Flamebound A Lone Star Witch No(94)
Declan curses, tries to heal me, but I block him. He has so much healing to do on his own, so much damage to repair, that there’s no way I’m letting him waste any of his power on me.
Only he doesn’t seem to care what I want. At least, not in this matter. He grabs my hand in his, wraps his long, magician’s hands around my thumb.
It takes only a second for the metallic stink of blood to reach my senses, only a few seconds more before I see a pale hand, fingers scratched, blue-painted nails cracked and broken from where she tried to claw her way out of the rubble.
I go light-headed at the sight of those blue-tipped nails, start to tremble as my entire body alternates hot and cold. “No, no, no, no.” I’m not even aware that I’m speaking out loud until Declan wraps an arm around my shoulders and hugs me to his chest.
I cling, even knowing how much pain I must be causing him. I can’t help it. I need his strength, his focus, his center, if I have any hope of getting through the next few minutes.
The two firefighters who followed us through the broken labyrinth my house has become pull up short when they see the hand. They radio for help, then start to dig her out.
“Do you know who it is?” one grunts out as he lifts a wooden beam off her.

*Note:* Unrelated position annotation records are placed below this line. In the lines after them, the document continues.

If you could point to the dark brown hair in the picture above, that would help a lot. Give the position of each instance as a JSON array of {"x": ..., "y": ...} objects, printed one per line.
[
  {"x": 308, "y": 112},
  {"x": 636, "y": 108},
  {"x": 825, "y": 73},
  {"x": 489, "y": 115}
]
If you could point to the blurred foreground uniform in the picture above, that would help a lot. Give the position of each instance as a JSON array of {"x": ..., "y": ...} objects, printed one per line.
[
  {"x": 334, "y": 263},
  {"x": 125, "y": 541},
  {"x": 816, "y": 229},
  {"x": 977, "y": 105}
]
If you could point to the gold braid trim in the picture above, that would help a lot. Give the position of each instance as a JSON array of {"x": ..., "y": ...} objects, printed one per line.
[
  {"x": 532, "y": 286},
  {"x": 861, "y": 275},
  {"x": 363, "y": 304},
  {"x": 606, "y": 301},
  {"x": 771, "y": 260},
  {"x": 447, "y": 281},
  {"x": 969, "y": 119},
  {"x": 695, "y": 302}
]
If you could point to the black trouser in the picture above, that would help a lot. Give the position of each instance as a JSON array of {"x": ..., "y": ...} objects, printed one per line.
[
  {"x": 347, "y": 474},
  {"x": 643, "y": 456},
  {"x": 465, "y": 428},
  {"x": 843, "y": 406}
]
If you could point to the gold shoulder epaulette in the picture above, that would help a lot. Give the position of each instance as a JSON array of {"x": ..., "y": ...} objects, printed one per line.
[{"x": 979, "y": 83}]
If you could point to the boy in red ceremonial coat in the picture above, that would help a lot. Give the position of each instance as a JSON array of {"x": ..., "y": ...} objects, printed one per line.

I don’t answer, I can’t. Now that I’ve found her body, now that I’ve touched her, I’m locked in the nightmare of her last moments alive. The electric shocks have stopped ripping me apart, but in their place is the terror she felt. The desperation. The pain.
And finally, the hopelessness.
I curl into a ball against Declan and let the memories swamp me. I won’t be able to think clearly until they do.
The second I surrender, she grabs onto me, pulls me deep. Confusion comes first, shock as the sound of the explosions registers. Followed by fear.
A mad dash for the door.
A jarring fall.
Pain radiating up from her hands, her knees.
A loud crack. The ceiling falling in.
Pain, pain. Can’t breathe. Can’t breathe.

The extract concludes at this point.